The CARES Act expanded qualifications for health FSA out-of-pocket medical expenses to include both prescription and non-prescription over-the-counter drugs, as well as menstrual care supplies. This is a permanent allowance.
Keep in mind that not all over-the-counter drugs are eligible; for example, vitamins and supplements are not considered eligible unless prescribed and sustained by a physician to treat a medical condition. Review a list of eligible and non-eligible medical expenses.
HDHPs can also now be paired with HSAs to cover telehealth services before a patient has met the plan deductible.
All of these changes listed above are permanent and apply retroactively to purchases beginning Jan. 1, 2020.
Read more about changes to recent FSA rule changes.
Another note about COVID-19: While the 2020 COVID relief bill granted temporary, optional exceptions and changes to health FSAs in 2021 and 2022, Gusto is currently not supporting the following amendments.
- Employees can carry over all unused funds from health FSA plan year accounts to 2022 plan year accounts.
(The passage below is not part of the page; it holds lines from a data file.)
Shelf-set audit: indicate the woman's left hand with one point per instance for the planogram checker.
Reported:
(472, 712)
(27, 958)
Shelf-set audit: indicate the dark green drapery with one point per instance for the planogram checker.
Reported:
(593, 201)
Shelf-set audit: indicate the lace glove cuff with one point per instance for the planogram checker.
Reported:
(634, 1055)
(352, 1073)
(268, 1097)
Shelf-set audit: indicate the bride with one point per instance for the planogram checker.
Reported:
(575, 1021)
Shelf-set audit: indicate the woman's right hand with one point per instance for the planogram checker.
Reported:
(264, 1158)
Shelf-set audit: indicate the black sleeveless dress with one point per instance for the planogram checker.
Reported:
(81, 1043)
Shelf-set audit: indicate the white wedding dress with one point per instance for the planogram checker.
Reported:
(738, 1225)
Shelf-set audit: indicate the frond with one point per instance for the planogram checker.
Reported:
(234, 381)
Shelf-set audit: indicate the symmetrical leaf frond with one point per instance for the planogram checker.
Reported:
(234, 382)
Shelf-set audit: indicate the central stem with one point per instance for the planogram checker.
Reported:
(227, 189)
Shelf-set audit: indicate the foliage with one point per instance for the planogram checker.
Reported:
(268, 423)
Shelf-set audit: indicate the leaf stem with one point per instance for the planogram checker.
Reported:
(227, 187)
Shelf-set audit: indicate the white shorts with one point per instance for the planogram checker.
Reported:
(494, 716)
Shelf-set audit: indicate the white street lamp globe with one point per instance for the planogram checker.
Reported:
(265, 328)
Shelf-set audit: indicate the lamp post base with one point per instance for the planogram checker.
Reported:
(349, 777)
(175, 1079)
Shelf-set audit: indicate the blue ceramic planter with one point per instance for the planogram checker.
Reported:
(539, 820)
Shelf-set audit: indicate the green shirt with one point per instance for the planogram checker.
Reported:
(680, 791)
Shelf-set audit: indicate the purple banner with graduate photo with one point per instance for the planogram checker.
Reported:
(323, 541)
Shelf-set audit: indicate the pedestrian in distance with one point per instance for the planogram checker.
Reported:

- Employers can extend the grace period to 12 months after the end of the plan year for the 2021 plan year.
- Employers permit terminated employees with remaining contributions in their health FSAs during calendar year 2020 or 2021 to receive reimbursements for eligible expenses incurred through the end of the plan year in which they were terminated, including any applicable grace period (such as an extended grace period adopted by the employer).
- Employers can permit health FSA participants to make prospective changes to their elections for plan years ending in 2021 without regard to any change in status.